I know the solution is ugly and technically incorrect but I don't understand why the code doesn't work.
#include <stdio.h>
#include <stdlib.h>
#include <math.h>
int main (int argc, char *argv[]) {
int u;
scanf("%d", &u);
printf("absValue = %u\n", u);
return 0;
}
%u specifies an unsigned decimal character but when I input a negative value, it gives
absValue = 4294967293
Alternatively, with the if command, how to convert the negative sign to positive?
#include <stdio.h>
#include <stdlib.h>
#include <math.h>
int main (int argc, char *argv[]) {
int n;
scanf("%d", &n);
if(n < 0) {
printf("absValue = -%d\n", n);
} else {
printf("absValue = %d\n", n);
}
return 0;
}
The shortest solution in your first piece of code is to change the printf statement as follows:
printf("absValue = %u\n", (unsigned)((u<0)?-u:u));
This will print the absolute value of u. The type conversion (unsigned) ensures that the data type is as expected by printf. The statement (u<0)?-u:u uses the conditional operator to select the value -u if the condition (u<0) is true and u if the condition is false (i.e. u>=0).
The problem in your code is that u is a signed integer which means its value is stored using the Two's complement representation in 4 bytes(*) and printf is not intelligent. When you tell printf to display an unsigned integer, then printf will take the 4 bytes holding u and interpret them as an unsigned integer. Since negative numbers in Two's complement are stored as large positive integers, that is the result you see.
(*) The use of Two's complement and the int size of 4 is machine-dependent, but common.

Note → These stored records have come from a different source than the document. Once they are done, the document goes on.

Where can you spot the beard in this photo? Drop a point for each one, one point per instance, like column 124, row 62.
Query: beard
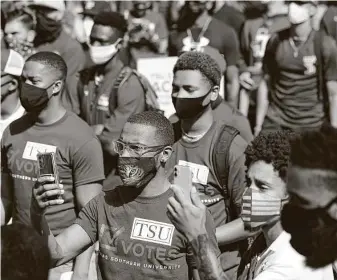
column 310, row 236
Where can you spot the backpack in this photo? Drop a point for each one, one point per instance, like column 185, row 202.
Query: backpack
column 220, row 159
column 274, row 42
column 151, row 98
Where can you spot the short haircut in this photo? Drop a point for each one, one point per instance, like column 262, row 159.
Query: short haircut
column 25, row 17
column 164, row 128
column 24, row 253
column 272, row 148
column 201, row 62
column 53, row 61
column 316, row 149
column 112, row 19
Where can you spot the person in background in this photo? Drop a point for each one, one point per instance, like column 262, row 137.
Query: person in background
column 48, row 127
column 210, row 148
column 271, row 255
column 222, row 111
column 51, row 36
column 136, row 237
column 254, row 38
column 24, row 253
column 329, row 20
column 196, row 29
column 11, row 69
column 105, row 102
column 310, row 217
column 300, row 66
column 19, row 32
column 147, row 32
column 230, row 16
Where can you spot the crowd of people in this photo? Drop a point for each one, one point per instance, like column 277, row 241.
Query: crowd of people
column 235, row 187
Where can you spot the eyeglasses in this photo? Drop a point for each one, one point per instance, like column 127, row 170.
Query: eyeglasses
column 136, row 149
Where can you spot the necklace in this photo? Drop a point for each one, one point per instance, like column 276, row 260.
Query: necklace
column 295, row 48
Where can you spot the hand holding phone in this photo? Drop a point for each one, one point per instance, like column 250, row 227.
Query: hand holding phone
column 182, row 177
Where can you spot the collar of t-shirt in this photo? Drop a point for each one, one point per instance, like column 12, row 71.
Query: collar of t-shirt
column 202, row 20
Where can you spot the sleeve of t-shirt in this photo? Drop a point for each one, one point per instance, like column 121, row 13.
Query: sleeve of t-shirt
column 210, row 228
column 88, row 218
column 237, row 173
column 88, row 163
column 161, row 27
column 330, row 59
column 230, row 48
column 269, row 55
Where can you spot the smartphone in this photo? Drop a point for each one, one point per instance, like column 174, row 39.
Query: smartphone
column 47, row 166
column 182, row 177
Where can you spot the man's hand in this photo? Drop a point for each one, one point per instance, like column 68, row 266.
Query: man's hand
column 188, row 214
column 98, row 128
column 246, row 81
column 46, row 193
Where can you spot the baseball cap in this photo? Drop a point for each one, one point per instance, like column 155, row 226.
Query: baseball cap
column 99, row 6
column 12, row 62
column 55, row 5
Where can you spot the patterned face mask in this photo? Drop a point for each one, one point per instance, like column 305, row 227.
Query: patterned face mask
column 259, row 209
column 24, row 48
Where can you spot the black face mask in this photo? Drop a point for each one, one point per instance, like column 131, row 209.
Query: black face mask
column 48, row 30
column 189, row 108
column 313, row 234
column 136, row 172
column 33, row 99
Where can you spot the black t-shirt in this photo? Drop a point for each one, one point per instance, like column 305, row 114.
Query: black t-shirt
column 78, row 156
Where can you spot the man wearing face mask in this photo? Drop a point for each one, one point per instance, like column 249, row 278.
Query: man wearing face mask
column 196, row 29
column 254, row 38
column 137, row 239
column 48, row 128
column 11, row 69
column 147, row 31
column 108, row 92
column 271, row 255
column 212, row 149
column 300, row 67
column 311, row 216
column 19, row 31
column 51, row 36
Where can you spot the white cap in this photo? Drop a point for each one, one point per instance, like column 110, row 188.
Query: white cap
column 56, row 5
column 12, row 62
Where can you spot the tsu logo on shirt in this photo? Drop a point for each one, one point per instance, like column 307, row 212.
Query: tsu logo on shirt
column 152, row 231
column 309, row 63
column 33, row 148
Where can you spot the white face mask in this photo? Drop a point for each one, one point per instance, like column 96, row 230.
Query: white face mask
column 102, row 54
column 298, row 14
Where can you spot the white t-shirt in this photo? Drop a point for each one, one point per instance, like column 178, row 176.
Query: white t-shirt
column 281, row 262
column 5, row 122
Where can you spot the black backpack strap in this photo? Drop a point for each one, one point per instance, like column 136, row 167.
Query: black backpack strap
column 321, row 87
column 221, row 161
column 123, row 76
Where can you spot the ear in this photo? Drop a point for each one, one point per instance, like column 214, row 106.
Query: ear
column 57, row 87
column 312, row 10
column 13, row 85
column 31, row 36
column 165, row 155
column 333, row 211
column 215, row 93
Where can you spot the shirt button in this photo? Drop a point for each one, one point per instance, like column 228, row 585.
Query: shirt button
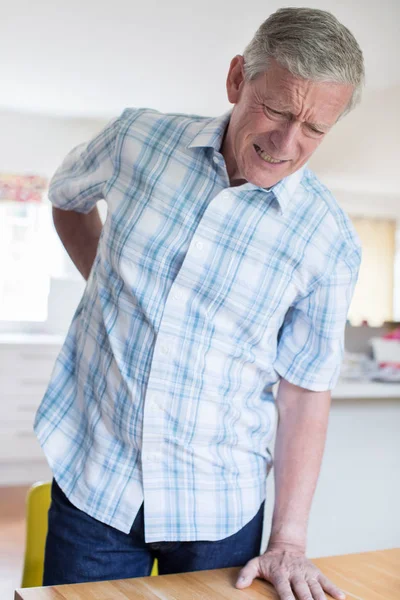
column 154, row 403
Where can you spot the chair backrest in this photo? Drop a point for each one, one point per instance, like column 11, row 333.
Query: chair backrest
column 37, row 507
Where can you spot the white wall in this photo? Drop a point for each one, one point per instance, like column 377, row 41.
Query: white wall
column 32, row 143
column 37, row 144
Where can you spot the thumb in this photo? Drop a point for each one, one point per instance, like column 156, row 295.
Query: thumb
column 248, row 574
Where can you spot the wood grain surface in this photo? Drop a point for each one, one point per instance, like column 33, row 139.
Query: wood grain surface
column 366, row 576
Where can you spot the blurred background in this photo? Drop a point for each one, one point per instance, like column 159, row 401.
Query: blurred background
column 68, row 68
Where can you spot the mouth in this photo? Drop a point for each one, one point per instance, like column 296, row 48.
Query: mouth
column 266, row 157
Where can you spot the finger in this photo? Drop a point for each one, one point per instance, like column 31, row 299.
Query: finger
column 248, row 573
column 282, row 586
column 331, row 588
column 302, row 589
column 316, row 590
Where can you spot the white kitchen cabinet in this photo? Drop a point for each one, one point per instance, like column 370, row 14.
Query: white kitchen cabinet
column 26, row 363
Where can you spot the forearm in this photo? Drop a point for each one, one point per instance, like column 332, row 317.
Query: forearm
column 80, row 235
column 300, row 441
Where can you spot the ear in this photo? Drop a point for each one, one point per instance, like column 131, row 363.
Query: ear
column 235, row 79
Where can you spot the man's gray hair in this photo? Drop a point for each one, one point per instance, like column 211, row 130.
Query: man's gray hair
column 311, row 44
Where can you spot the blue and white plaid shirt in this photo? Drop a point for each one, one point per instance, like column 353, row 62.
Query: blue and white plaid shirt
column 201, row 297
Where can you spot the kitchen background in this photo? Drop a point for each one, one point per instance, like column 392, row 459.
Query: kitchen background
column 66, row 70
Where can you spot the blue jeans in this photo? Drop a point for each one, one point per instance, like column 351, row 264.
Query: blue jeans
column 79, row 548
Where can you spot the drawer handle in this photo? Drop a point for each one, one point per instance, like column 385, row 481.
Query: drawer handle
column 26, row 408
column 36, row 357
column 25, row 434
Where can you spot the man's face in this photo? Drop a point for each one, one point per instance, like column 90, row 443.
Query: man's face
column 277, row 122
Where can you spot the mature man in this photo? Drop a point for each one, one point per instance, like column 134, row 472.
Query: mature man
column 223, row 266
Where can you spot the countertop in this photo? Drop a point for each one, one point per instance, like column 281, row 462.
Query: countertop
column 366, row 576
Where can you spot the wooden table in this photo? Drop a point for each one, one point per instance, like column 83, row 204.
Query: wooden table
column 367, row 576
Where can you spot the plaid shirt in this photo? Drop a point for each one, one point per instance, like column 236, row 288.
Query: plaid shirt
column 201, row 297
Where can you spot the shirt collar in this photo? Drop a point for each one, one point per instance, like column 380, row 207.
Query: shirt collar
column 210, row 135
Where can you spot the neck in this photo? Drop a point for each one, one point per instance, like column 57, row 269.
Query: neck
column 230, row 161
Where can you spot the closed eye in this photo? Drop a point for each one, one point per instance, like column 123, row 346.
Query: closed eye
column 316, row 131
column 274, row 112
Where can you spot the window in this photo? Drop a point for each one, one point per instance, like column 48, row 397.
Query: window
column 30, row 252
column 374, row 295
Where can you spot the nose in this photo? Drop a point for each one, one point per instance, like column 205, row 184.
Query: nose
column 284, row 139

As an alternative, you can also use the standard C function abs() (or one of its related functions):
7.22.6.1 The abs, labs and llabs functions
Synopsis
#include <stdlib.h>
int abs(int j);
long int labs(long int j);
long long int llabs(long long int j);
Description
The abs, labs, and llabs functions compute the absolute value of
an integer j. If the result cannot be represented, the behavior is
undefined.
Returns
The abs, labs, and llabs, functions return the absolute value.
Footnotes
The absolute value of the most negative number cannot be represented
in two's complement.
Note the footnote "The absolute value of the most negative number cannot be represented in two's complement." and "If the result cannot be represented, the behavior is undefined." Strictly speaking, you'd likely need to use long long int and llabs() to avoid undefined behavior in converting INT_MIN to a positive value, assuming a 32-bit int value, and long is often 32-bits, even on 64-bit Windows.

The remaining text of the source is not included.